[code-reflection] RFR: Experiment: Alternative SSA construction algorithm

Paul Sandoz psandoz at openjdk.org
Fri Aug 16 23:22:59 UTC 2024


On Wed, 14 Aug 2024 07:58:53 GMT, Hannes Greule <hgreule at openjdk.org> wrote:

> Hi,
> 
> this is mainly an experiment, I wanted to play around with the API and see how an alternative SSA construction algorithm can be implemented. There are a few notable problems I encountered:
> 
> - The original algorithm is supposed to work on-the-fly in a single step. This does not work with the current API.
>   - `Value`s (operands) and `Reference`s (successor arguments) are bound eagerly. I assume terminating ops could be emitted only after everything else was done, but that's not easy to achieve currently either. For operands, I don't see any way to say "oh, please use a different value" after the operation is passed to the builder. I'm not sure how relevant this is for other transformations, but if we find a simple solution to this without giving up immutability, I could imagine it to be very powerful.
>   - I'm currently using more data structures to cope with the two-step variant than the original algorithm itself requires.
>     - The `predecessors` map could be avoided at the cost of additional computation whenever only filled blocks should be considered
>     - The `loads` map is required as we can't replace the loads directly during the analysis step
>     - The `additionalParameters` could probably be removed if `Block.Builder` allowed removing parameters
>     - The `deletedPhis` set is also needed to cope with the fact that we look up current defs in both steps
> - I noticed that for the method in `TestTraverse`, this implementation gets rid of one parameter that the existing implementation does not get rid of. I'm not sure if it is designed to produce minimal SSA, but that looks odd. (`c` is passed to the while body, but it is never read there before being written)
> 
> 
> I think the algorithm itself is pretty straightforward, but the extra steps needed to adapt to the API somewhat nullify that.
> I tried to document the implementation details that differ from the paper, but if there are any questions or suggestions how this could be improved, please let me know.

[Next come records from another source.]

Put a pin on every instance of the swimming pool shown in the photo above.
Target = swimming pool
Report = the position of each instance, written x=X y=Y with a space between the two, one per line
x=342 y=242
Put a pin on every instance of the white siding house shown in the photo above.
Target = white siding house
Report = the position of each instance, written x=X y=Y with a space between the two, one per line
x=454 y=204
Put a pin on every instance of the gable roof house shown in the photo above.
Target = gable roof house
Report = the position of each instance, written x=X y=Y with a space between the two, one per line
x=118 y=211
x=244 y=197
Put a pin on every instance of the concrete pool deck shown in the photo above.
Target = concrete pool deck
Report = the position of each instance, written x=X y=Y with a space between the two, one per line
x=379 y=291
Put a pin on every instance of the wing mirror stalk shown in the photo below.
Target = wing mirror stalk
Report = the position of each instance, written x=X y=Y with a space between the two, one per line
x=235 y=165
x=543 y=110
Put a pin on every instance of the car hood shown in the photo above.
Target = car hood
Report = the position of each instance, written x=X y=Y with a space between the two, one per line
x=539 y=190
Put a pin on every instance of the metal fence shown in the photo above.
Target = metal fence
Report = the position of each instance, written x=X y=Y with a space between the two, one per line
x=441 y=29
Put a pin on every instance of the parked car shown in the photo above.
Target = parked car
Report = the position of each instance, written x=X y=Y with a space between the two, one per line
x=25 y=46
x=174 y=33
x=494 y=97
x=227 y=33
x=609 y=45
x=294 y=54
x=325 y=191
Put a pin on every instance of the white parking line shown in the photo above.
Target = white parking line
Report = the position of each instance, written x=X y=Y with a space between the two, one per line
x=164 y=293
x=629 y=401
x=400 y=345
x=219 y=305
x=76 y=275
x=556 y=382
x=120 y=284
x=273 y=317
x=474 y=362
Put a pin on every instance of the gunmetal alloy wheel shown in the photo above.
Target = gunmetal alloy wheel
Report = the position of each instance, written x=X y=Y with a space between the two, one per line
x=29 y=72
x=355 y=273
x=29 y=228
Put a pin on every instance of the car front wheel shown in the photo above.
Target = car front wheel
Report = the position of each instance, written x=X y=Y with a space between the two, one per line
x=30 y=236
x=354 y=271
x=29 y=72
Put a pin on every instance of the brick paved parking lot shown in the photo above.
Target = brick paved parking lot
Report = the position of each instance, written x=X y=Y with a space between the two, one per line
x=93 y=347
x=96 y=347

I have a better grasp now (not complete). This algorithm really leans on the mutability of a phi node's operand list and user list, and replacement of uses of a phi with another value. I don't see how we can make it work in one pass with the current code model design. However, its still rather good in two passes, better than the Cytron implementation IMO.

My suggestion would be to lean into the two passes and make the second pass simpler for the resolution of values, for load operation results and additional successor arguments. Its either replacement with another `Value` or a say `BlockParameterHolder` that holds the actual `Block.Parameter` to use. When a `Block` is processed to append the additional block parameters given the list of the holders it will update the holders.

In our current approach it is possible to SSA transform models with nested operations, but the constraint is variables declared outside a body can only be loaded from within a body. This obviously works well for lambdas. But it means we cannot support say the SSA transformation of the high-level model while retaining the structure e.g. the model for this code snippet:

int x =0;
if (...) {
  x = 42;
} else {
  x = -42;
}

We would have to transform the operation modeling the if statement into one that yields the resulting value of x. I explored that and it quickly became complex. So instead we throw an exception.

There is also another case, not currently supported, where we cannot fully SSA transform - if a variable is updated in a try block and accessed in a catch or finally block, or updated in a catch block and accessed in a finally block. We should either fail on such cases or leave the variable intact (perhaps via some configuration parameter). This requires analysis of stores within exception regions. We might be able to transform and split the code, but that is harder and may not be worth the effort given the likely edge case nature.